Now don’t get me wrong, life is still hectic. Trying to get all three kids ready to play outside during the winter, for example… pure chaos. Picture my oldest kiddo heavily inconvenienced that her tutu won’t fit underneath her snowpants, while the twins have simultaneously turned into blonde spider monkeys parkour-ing off the couches because THE FLOOR IS LAVA. Most winter mornings leave me searching for their snowsuits and my sanity.
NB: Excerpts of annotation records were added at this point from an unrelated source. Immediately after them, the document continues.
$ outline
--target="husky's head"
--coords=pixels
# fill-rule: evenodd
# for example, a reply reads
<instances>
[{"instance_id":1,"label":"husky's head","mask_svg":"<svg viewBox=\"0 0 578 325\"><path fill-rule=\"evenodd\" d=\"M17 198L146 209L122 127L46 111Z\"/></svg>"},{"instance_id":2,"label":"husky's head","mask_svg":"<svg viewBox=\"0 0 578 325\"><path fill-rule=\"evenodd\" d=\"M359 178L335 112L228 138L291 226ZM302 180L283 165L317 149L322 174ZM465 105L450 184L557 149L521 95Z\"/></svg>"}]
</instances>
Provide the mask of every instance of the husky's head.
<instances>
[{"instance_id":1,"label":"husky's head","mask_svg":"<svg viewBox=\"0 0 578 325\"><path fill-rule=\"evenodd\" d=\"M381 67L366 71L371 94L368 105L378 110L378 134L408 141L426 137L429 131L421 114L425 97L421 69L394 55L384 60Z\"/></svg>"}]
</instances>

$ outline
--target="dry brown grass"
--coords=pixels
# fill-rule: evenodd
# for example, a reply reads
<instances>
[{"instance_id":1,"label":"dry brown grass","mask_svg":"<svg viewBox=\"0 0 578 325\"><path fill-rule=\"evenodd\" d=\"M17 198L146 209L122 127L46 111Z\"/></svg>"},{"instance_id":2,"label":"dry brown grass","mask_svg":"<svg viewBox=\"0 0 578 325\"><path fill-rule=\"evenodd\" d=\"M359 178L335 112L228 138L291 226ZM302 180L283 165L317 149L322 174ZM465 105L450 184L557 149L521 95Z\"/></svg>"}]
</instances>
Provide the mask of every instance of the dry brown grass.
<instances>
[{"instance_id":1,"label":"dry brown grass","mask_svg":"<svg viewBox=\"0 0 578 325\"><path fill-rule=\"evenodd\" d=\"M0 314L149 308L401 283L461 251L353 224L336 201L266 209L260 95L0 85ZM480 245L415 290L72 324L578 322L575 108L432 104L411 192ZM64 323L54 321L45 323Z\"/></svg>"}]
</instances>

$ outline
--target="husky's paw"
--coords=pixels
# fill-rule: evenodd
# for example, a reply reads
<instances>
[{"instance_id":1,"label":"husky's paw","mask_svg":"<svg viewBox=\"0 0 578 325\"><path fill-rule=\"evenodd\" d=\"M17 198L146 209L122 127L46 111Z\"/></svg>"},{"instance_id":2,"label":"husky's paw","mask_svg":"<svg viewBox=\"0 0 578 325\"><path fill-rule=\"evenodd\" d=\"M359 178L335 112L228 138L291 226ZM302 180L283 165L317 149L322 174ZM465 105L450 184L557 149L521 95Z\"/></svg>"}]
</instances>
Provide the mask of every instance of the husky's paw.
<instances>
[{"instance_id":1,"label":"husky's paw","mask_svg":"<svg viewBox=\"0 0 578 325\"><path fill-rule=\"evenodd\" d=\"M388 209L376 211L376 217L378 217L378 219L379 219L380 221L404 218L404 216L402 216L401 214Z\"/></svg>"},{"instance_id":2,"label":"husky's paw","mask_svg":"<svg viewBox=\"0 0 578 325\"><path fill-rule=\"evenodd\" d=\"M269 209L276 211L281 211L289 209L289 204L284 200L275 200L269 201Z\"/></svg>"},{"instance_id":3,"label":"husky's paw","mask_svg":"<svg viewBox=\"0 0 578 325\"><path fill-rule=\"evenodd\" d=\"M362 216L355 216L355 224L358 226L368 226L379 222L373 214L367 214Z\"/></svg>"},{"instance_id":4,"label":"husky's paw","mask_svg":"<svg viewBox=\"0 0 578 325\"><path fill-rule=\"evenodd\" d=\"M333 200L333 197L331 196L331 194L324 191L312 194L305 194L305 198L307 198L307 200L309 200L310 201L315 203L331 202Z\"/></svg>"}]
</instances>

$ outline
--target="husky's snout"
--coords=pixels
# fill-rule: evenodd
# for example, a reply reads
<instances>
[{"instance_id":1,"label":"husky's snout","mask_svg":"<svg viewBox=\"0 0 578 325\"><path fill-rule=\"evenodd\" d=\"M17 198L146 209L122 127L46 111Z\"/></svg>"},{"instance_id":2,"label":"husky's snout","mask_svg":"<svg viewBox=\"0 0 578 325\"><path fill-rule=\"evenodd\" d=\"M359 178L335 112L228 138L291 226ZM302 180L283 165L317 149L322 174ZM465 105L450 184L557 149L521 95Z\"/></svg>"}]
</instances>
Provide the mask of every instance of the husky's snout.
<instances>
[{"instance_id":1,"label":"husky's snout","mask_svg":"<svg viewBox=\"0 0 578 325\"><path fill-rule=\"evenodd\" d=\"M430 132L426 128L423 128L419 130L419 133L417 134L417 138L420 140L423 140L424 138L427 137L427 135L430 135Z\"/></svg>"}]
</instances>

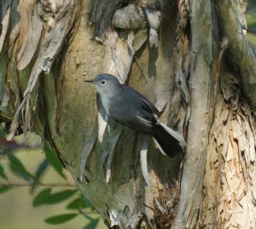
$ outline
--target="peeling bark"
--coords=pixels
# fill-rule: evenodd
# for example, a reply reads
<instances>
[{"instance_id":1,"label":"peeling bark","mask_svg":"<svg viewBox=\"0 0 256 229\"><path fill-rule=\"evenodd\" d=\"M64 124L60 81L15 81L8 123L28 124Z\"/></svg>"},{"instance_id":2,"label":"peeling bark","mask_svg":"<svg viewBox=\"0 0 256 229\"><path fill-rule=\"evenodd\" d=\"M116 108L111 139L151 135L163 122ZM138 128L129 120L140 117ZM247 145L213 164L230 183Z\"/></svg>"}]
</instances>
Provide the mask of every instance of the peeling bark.
<instances>
[{"instance_id":1,"label":"peeling bark","mask_svg":"<svg viewBox=\"0 0 256 229\"><path fill-rule=\"evenodd\" d=\"M109 227L256 227L256 60L243 33L245 1L0 6L0 116L12 120L9 137L21 124L49 141ZM108 117L82 83L102 72L184 134L184 158L162 155L152 141L147 150Z\"/></svg>"}]
</instances>

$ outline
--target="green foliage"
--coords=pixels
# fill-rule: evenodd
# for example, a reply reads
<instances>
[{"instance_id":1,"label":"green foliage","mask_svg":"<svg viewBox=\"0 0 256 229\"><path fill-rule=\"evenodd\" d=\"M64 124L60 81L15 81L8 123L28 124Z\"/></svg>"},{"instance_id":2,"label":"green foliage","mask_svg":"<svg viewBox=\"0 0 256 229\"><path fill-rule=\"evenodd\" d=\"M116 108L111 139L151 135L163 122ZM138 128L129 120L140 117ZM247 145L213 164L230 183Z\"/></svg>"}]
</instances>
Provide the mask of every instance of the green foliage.
<instances>
[{"instance_id":1,"label":"green foliage","mask_svg":"<svg viewBox=\"0 0 256 229\"><path fill-rule=\"evenodd\" d=\"M9 186L0 186L0 194L4 193L12 189L12 187Z\"/></svg>"},{"instance_id":2,"label":"green foliage","mask_svg":"<svg viewBox=\"0 0 256 229\"><path fill-rule=\"evenodd\" d=\"M57 173L60 174L63 178L66 179L66 177L62 172L63 166L58 158L57 154L50 148L47 143L44 144L44 152L45 154L49 164L52 166Z\"/></svg>"},{"instance_id":3,"label":"green foliage","mask_svg":"<svg viewBox=\"0 0 256 229\"><path fill-rule=\"evenodd\" d=\"M78 198L68 203L66 207L67 209L77 210L89 207L90 206L89 202L87 200L84 201L84 198L82 195L80 195Z\"/></svg>"},{"instance_id":4,"label":"green foliage","mask_svg":"<svg viewBox=\"0 0 256 229\"><path fill-rule=\"evenodd\" d=\"M65 214L63 215L49 217L46 218L44 221L50 225L60 225L67 222L77 216L77 214Z\"/></svg>"},{"instance_id":5,"label":"green foliage","mask_svg":"<svg viewBox=\"0 0 256 229\"><path fill-rule=\"evenodd\" d=\"M76 189L64 190L51 194L51 188L47 188L40 192L35 198L33 201L33 205L34 207L38 207L42 205L58 203L71 197L77 192Z\"/></svg>"},{"instance_id":6,"label":"green foliage","mask_svg":"<svg viewBox=\"0 0 256 229\"><path fill-rule=\"evenodd\" d=\"M5 180L8 180L6 175L4 173L4 168L0 164L0 177L3 178Z\"/></svg>"},{"instance_id":7,"label":"green foliage","mask_svg":"<svg viewBox=\"0 0 256 229\"><path fill-rule=\"evenodd\" d=\"M16 175L29 182L34 178L34 177L27 171L22 163L13 154L7 154L7 157L10 168Z\"/></svg>"},{"instance_id":8,"label":"green foliage","mask_svg":"<svg viewBox=\"0 0 256 229\"><path fill-rule=\"evenodd\" d=\"M99 223L99 218L93 219L93 221L92 221L91 223L85 226L83 229L94 229L95 228L96 228L97 225Z\"/></svg>"},{"instance_id":9,"label":"green foliage","mask_svg":"<svg viewBox=\"0 0 256 229\"><path fill-rule=\"evenodd\" d=\"M45 171L46 169L48 168L48 161L45 158L43 161L39 164L36 172L35 173L35 178L33 180L31 188L30 189L30 192L33 193L36 186L39 184L41 178L42 177L44 172Z\"/></svg>"},{"instance_id":10,"label":"green foliage","mask_svg":"<svg viewBox=\"0 0 256 229\"><path fill-rule=\"evenodd\" d=\"M0 130L3 130L0 129ZM4 133L0 131L1 137L5 143ZM0 139L1 140L1 139ZM15 142L13 142L15 143ZM15 143L16 144L16 143ZM2 145L3 146L3 145ZM5 147L5 146L4 146ZM17 148L17 145L15 145ZM1 148L3 150L1 150ZM10 178L8 177L8 173L5 171L5 168L3 164L0 164L0 194L6 193L12 189L18 189L19 187L27 186L30 189L30 193L33 194L35 191L39 186L47 185L42 184L42 180L47 173L47 170L52 167L54 170L60 175L65 180L67 178L63 173L63 167L60 162L56 153L52 150L48 144L45 144L44 146L44 154L45 158L43 159L37 166L34 173L28 171L22 162L16 155L14 147L1 148L0 141L0 159L8 160L8 165L10 171L17 177L22 179L21 182L17 184L13 184ZM29 152L28 152L29 154ZM6 157L2 156L5 155ZM52 216L47 217L44 221L45 223L51 225L58 225L67 222L76 217L83 216L90 221L89 224L85 226L84 228L94 229L97 225L99 217L93 219L90 216L93 209L90 203L83 196L82 193L76 188L70 189L70 184L68 186L65 182L60 184L61 187L65 186L68 189L54 191L55 187L58 187L58 184L49 184L49 187L45 187L40 189L33 198L32 205L35 207L39 207L44 205L55 205L64 201L68 199L72 198L67 203L66 210L70 211L67 214L62 214L58 216ZM90 213L87 214L82 209L89 209Z\"/></svg>"}]
</instances>

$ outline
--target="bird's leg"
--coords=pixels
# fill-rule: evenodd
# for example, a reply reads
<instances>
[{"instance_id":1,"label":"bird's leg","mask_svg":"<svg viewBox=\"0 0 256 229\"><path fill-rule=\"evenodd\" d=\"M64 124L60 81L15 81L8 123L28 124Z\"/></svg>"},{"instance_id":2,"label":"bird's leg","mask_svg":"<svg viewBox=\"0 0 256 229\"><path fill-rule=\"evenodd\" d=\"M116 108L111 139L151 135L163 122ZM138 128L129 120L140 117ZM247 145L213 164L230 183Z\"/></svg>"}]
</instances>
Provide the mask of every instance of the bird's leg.
<instances>
[{"instance_id":1,"label":"bird's leg","mask_svg":"<svg viewBox=\"0 0 256 229\"><path fill-rule=\"evenodd\" d=\"M160 203L158 201L155 193L153 191L151 180L149 177L148 171L148 163L147 160L147 155L148 153L148 135L142 134L141 134L141 146L140 149L140 164L141 166L142 175L143 175L144 179L148 185L148 189L151 193L153 194L154 198L155 199L157 208L161 210L162 213L165 212L165 210L161 205Z\"/></svg>"}]
</instances>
We still have our crazy days (and some sleepless nights) but we’ve made it past strictly surviving, and have been able to ‘raise the bar’ beyond basic needs. We are at a point now where we can add items to our daily priorities because we have the capacity to, which we didn’t have when we were ‘surviving’. And you know what that means? I finally got off the Struggle Bus!
I exited the vehicle and backed away very slowly. I made sure to put the keys somewhere I can easily find them because before you know it, it’ll be September and the twins will be starting Junior Kindergarten. I anticipate that this new season of momentous change will find me taking the Struggle Bus for a drive down Anxiety Avenue, however, if that happens, we have three years of proof that we can navigate bumpy roads. Although we can’t anticipate all the detours or traffic jams, I know we will be okay.